Having been court-marshaled and dismissed from the Army in 1847, Frémont was not asked to publish the details of this last expedition by the Corps of Topographical Engineers as would normally be required. Instead, the Geographical Memoir comprised his report. It was published nonetheless by Congress at the behest of the powerful Senator Benton. The memoir is also known as Misc. Doc. No. 148, 30th Congress, 1st Session.
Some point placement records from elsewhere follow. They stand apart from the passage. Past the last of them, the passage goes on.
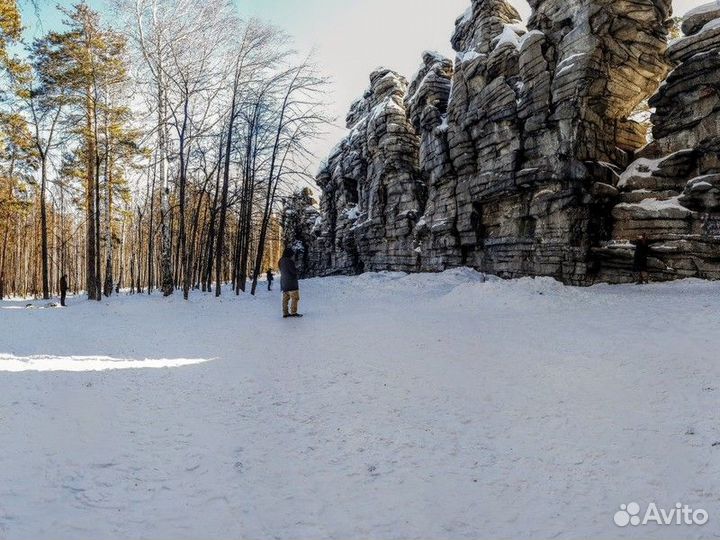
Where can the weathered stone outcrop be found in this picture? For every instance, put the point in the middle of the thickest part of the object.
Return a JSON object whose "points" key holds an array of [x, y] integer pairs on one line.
{"points": [[515, 157], [671, 192]]}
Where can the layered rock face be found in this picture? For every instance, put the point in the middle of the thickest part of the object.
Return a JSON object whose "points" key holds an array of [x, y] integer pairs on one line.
{"points": [[512, 157], [671, 192]]}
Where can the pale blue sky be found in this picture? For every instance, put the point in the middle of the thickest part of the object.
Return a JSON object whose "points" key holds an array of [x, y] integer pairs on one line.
{"points": [[351, 37]]}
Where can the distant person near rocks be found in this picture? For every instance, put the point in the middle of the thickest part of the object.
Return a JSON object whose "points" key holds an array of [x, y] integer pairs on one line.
{"points": [[289, 283], [63, 289], [640, 265]]}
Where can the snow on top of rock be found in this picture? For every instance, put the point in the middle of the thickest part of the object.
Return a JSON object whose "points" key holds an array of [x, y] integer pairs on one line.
{"points": [[566, 64], [468, 56], [640, 167], [509, 36], [658, 208]]}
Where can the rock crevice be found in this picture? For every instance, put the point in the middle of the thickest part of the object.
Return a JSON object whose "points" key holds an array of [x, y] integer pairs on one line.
{"points": [[521, 156]]}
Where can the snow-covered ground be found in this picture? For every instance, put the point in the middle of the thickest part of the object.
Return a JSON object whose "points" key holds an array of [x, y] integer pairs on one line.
{"points": [[422, 406]]}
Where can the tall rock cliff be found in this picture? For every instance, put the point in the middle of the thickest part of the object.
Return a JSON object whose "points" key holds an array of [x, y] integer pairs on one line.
{"points": [[671, 193], [520, 157]]}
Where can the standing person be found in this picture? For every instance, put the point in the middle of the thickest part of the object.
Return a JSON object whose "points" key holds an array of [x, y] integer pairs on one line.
{"points": [[642, 251], [289, 284], [63, 289]]}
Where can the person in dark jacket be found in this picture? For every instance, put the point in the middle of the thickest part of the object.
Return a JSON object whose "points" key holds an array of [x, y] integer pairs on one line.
{"points": [[63, 289], [289, 283], [270, 278], [642, 252]]}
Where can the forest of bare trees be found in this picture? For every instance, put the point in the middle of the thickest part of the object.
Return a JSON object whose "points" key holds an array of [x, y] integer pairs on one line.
{"points": [[152, 153]]}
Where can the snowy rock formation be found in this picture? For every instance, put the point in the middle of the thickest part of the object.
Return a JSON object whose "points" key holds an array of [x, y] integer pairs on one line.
{"points": [[672, 192], [521, 157]]}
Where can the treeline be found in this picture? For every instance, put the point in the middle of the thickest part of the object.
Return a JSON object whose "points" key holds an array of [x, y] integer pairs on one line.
{"points": [[153, 153]]}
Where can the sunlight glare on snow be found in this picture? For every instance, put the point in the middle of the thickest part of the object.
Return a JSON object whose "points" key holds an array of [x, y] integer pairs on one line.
{"points": [[9, 362]]}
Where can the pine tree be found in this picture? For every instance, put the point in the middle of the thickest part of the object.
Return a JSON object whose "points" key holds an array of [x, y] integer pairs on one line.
{"points": [[86, 61]]}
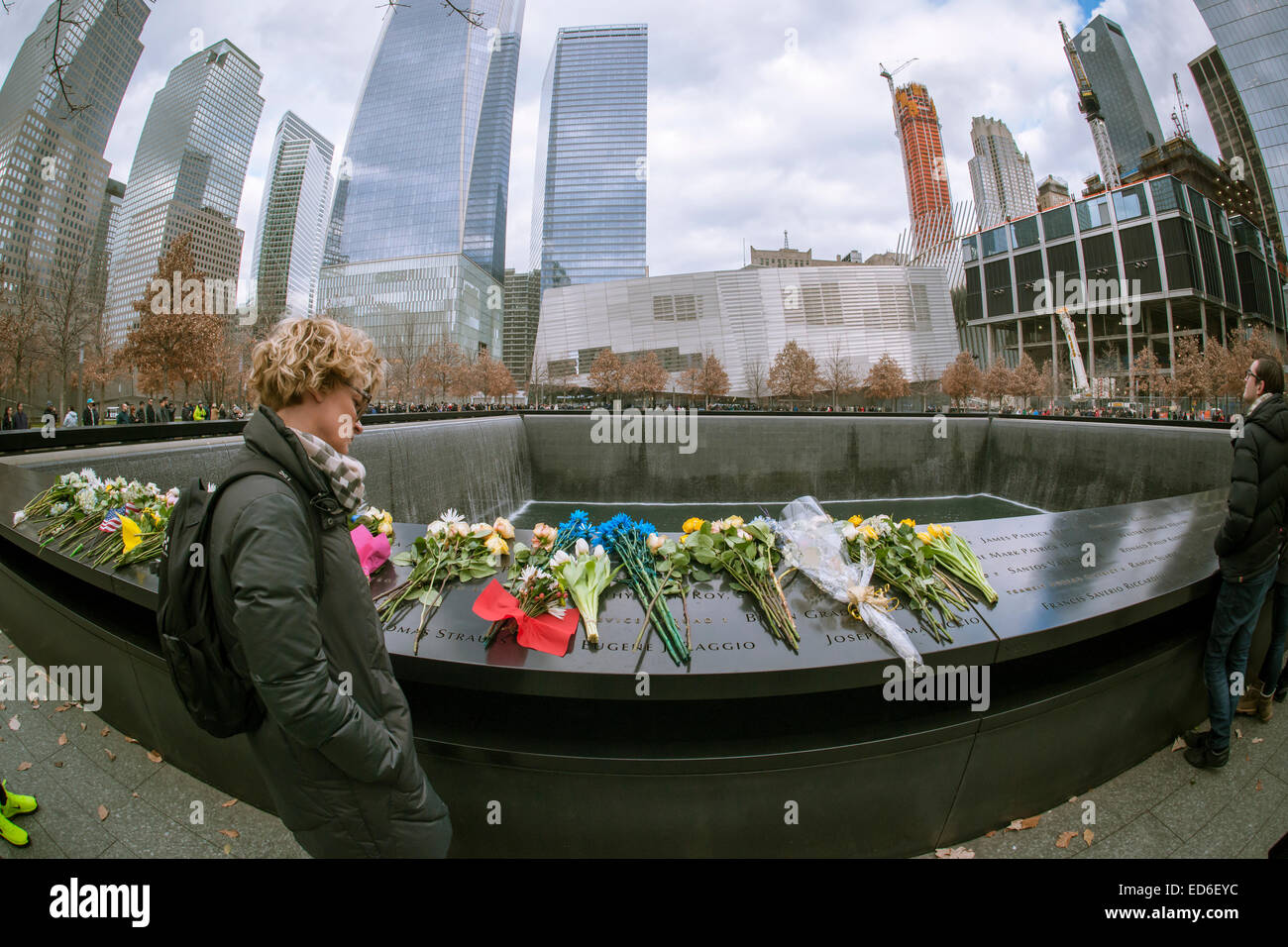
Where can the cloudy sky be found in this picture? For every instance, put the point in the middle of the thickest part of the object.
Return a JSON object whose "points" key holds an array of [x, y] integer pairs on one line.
{"points": [[763, 115]]}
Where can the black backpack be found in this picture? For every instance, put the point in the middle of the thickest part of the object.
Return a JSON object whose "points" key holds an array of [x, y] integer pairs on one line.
{"points": [[219, 699]]}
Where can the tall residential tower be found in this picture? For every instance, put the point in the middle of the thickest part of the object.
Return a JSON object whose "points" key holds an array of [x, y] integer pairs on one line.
{"points": [[589, 196], [415, 245], [1252, 39], [187, 175], [291, 222], [1000, 175], [1125, 103], [926, 174]]}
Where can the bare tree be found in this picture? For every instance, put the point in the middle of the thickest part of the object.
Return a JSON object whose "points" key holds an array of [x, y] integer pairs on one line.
{"points": [[20, 324], [837, 375], [756, 375]]}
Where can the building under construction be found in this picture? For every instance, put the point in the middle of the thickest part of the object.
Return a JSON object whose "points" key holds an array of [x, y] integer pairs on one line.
{"points": [[928, 202]]}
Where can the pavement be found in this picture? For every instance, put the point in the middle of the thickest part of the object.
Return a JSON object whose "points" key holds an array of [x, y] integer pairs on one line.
{"points": [[102, 795]]}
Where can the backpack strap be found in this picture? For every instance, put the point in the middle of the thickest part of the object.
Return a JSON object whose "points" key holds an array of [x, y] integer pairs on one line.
{"points": [[313, 505]]}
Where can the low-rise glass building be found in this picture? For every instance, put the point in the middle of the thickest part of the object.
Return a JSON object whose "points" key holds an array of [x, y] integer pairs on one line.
{"points": [[1145, 264], [745, 317]]}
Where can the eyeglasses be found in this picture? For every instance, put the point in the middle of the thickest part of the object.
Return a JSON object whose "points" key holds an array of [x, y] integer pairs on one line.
{"points": [[366, 398]]}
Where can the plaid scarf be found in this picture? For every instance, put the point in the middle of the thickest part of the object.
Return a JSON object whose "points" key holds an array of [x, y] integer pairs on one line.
{"points": [[346, 474]]}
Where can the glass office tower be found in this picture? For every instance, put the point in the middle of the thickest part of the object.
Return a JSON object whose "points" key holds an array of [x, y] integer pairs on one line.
{"points": [[1125, 101], [591, 182], [415, 245], [187, 175], [291, 222], [53, 176], [1252, 37]]}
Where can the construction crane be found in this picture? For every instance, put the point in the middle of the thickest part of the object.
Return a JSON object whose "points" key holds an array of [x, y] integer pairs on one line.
{"points": [[1090, 106], [898, 127], [1180, 115], [1081, 385]]}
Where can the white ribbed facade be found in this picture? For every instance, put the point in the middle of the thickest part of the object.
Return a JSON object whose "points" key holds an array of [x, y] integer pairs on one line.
{"points": [[747, 316], [1000, 175], [291, 222]]}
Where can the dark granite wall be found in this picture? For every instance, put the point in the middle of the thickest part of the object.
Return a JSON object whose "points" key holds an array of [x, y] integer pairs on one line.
{"points": [[489, 467], [1055, 466]]}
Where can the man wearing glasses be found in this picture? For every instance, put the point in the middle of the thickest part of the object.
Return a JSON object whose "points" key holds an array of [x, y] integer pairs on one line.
{"points": [[1247, 548]]}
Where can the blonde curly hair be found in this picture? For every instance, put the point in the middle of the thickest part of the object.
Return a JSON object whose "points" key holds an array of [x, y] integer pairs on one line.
{"points": [[312, 355]]}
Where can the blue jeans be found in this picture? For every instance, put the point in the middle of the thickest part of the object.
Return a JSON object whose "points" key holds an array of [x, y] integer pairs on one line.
{"points": [[1237, 604], [1273, 664]]}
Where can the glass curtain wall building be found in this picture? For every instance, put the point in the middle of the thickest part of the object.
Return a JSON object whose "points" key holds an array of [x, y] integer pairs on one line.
{"points": [[1138, 266], [591, 183], [1125, 103], [291, 222], [415, 244], [187, 176], [53, 176], [1000, 175], [1252, 37], [1237, 144]]}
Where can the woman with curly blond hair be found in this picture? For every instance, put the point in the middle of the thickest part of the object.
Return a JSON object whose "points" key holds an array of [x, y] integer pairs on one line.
{"points": [[335, 746]]}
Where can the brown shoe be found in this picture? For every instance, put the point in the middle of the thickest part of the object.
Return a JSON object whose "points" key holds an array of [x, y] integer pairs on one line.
{"points": [[1257, 702]]}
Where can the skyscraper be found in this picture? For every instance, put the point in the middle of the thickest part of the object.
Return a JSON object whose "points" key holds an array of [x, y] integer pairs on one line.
{"points": [[925, 171], [519, 331], [53, 176], [1121, 90], [187, 175], [415, 248], [1000, 175], [291, 221], [591, 182], [1253, 43]]}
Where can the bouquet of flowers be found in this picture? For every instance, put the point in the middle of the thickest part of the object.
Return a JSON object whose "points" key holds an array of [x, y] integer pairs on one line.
{"points": [[629, 541], [901, 561], [376, 521], [450, 549], [585, 574], [536, 594], [748, 554], [952, 554], [814, 545]]}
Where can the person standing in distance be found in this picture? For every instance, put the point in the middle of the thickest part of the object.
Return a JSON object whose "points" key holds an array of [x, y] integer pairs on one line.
{"points": [[340, 762]]}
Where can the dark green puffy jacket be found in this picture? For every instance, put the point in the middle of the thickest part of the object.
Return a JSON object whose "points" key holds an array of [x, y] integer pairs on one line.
{"points": [[1248, 540], [342, 768]]}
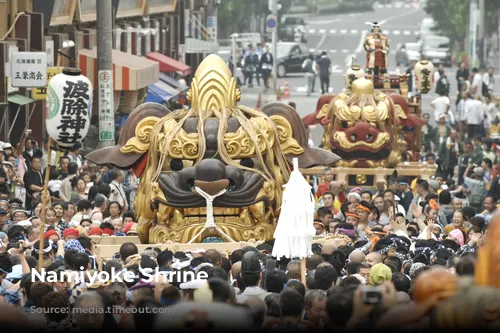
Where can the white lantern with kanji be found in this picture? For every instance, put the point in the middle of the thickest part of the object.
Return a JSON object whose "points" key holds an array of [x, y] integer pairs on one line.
{"points": [[353, 73], [68, 107], [424, 76]]}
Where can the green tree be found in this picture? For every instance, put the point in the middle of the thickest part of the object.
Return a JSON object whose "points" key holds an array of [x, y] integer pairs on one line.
{"points": [[235, 15], [452, 17]]}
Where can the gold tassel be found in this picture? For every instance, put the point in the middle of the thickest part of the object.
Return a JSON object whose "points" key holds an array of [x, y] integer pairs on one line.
{"points": [[203, 294]]}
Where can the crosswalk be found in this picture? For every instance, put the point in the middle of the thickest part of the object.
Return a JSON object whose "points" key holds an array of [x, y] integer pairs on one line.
{"points": [[342, 51], [354, 32], [396, 5]]}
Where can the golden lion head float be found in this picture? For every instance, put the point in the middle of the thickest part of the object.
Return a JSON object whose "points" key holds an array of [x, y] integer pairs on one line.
{"points": [[363, 125], [183, 157]]}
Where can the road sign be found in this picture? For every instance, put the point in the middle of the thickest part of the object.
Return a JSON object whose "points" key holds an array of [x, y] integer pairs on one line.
{"points": [[271, 23], [40, 93], [106, 106], [29, 69]]}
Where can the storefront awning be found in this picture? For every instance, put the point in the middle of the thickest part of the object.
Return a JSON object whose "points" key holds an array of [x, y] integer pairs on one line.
{"points": [[168, 64], [19, 99], [130, 72], [173, 82], [157, 95]]}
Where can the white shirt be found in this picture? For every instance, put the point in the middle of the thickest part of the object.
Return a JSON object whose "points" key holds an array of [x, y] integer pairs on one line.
{"points": [[477, 82], [491, 113], [441, 106], [461, 108], [474, 112], [489, 81], [437, 76], [117, 194]]}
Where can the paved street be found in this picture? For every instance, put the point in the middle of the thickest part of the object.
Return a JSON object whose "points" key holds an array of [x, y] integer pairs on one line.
{"points": [[342, 37]]}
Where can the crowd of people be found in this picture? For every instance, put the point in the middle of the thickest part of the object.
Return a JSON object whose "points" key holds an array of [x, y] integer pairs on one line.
{"points": [[371, 247], [384, 241]]}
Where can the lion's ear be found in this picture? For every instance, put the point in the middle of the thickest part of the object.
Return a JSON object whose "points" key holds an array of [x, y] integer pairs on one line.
{"points": [[118, 155], [293, 137]]}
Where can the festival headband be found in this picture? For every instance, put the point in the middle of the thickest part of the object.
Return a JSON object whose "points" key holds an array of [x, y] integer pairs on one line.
{"points": [[46, 249], [434, 205], [366, 248], [441, 246], [348, 232], [386, 249], [361, 207]]}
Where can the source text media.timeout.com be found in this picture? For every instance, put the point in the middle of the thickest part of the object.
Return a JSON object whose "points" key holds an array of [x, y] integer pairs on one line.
{"points": [[97, 309]]}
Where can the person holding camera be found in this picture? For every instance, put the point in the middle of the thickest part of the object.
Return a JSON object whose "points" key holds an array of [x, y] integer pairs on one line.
{"points": [[117, 192]]}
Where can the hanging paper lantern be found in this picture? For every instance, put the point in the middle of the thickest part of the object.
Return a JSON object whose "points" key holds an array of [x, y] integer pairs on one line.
{"points": [[353, 73], [424, 76], [68, 107]]}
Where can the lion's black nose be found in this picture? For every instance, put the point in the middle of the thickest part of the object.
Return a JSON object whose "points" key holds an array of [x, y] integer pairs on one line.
{"points": [[210, 170]]}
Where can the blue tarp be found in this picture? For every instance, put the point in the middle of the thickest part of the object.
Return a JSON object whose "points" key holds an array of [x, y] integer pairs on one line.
{"points": [[157, 95], [173, 82]]}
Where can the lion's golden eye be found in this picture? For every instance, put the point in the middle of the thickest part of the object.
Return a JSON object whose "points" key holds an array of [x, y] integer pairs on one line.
{"points": [[247, 162], [176, 165]]}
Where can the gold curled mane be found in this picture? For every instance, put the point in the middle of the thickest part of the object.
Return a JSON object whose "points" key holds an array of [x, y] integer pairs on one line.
{"points": [[214, 94], [373, 107], [363, 103]]}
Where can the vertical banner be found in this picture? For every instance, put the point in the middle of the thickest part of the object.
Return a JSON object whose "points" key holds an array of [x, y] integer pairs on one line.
{"points": [[473, 32], [212, 27], [187, 21], [106, 107], [182, 53]]}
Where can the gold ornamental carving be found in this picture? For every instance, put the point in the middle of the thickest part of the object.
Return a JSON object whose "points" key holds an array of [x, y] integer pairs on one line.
{"points": [[361, 179], [213, 95]]}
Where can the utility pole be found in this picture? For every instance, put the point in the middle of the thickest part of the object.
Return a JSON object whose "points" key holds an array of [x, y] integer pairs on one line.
{"points": [[472, 32], [106, 110], [274, 11], [481, 29], [212, 19]]}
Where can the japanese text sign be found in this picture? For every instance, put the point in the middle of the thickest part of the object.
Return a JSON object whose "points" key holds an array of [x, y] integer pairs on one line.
{"points": [[29, 69], [40, 93], [69, 107]]}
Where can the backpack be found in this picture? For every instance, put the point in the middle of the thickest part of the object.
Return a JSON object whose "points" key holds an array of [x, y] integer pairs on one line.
{"points": [[484, 90], [308, 68]]}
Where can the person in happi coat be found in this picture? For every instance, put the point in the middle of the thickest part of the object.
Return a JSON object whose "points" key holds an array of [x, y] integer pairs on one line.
{"points": [[377, 48]]}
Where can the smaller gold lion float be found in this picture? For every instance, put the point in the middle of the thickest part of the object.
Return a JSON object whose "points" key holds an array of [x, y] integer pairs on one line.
{"points": [[235, 157], [363, 125]]}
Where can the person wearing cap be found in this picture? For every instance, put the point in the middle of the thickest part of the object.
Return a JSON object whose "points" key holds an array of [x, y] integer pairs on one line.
{"points": [[70, 233], [390, 199], [7, 150], [441, 106], [478, 152], [363, 210], [325, 184], [476, 185], [74, 155], [441, 131], [20, 214], [464, 160], [320, 227], [449, 151], [251, 275], [4, 216], [406, 193]]}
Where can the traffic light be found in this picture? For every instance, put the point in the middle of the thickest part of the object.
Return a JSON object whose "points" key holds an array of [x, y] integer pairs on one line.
{"points": [[270, 5]]}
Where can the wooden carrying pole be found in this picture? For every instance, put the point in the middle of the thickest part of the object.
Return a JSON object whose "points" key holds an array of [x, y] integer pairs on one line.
{"points": [[45, 198], [303, 271]]}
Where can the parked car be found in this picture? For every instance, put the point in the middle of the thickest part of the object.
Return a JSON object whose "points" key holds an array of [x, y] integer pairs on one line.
{"points": [[428, 27], [406, 53], [293, 29], [290, 57], [437, 49]]}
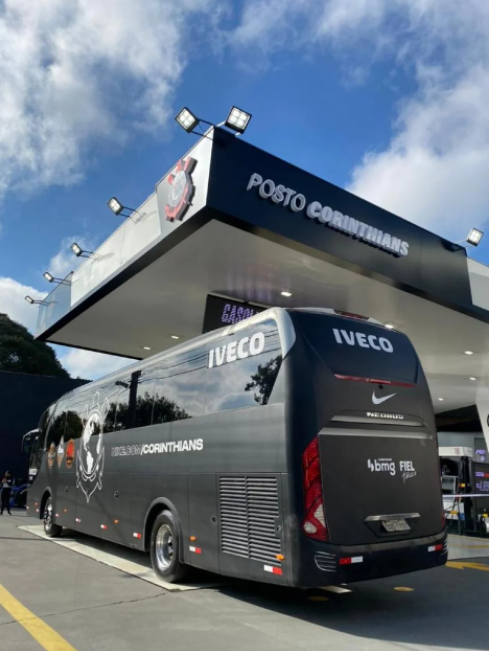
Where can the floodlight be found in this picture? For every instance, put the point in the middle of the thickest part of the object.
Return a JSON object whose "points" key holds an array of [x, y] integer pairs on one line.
{"points": [[77, 250], [115, 205], [474, 237], [52, 279], [33, 301], [238, 120], [187, 120]]}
This is the large, and increasingly rare, map from that report.

Cartographer(s):

Charles Preuss

George Karl Ludwig Preuss (1803–1854), anglicized as Charles Preuss, was a surveyor and cartographer who accompanied John C. Fremont on three of his five exploratory expeditions of the American west, including the expedition where he and Fremont were the first to record seeing Lake Tahoe from a mountaintop vantage point as they traversed what is now Carson Pass in February 1844.

John C. Frémont

John Charles Frémont or Fremont (January 21, 1813 – July 13, 1890) was an American explorer, politician, and soldier who, in 1856, became the first candidate of the Republican Party for the office of President of the United States. During the 1840s, when he led five expeditions into the American West, that era’s penny press and admiring historians accorded Frémont the sobriquet The Pathfinder.

During the Mexican–American War, Frémont, a major in the U.S. Army, took control of California from the California Republic in 1846.

Condition Description

Issued folding with some light toning, a few light stains, some show-through of manuscript notations on verso, and a few tiny tears at fold intersections.

References

Wheat (TMW) #559; Wheat (Gold) #40; Goss (NA) #77; Schwartz & Ehrenberg plt. 171.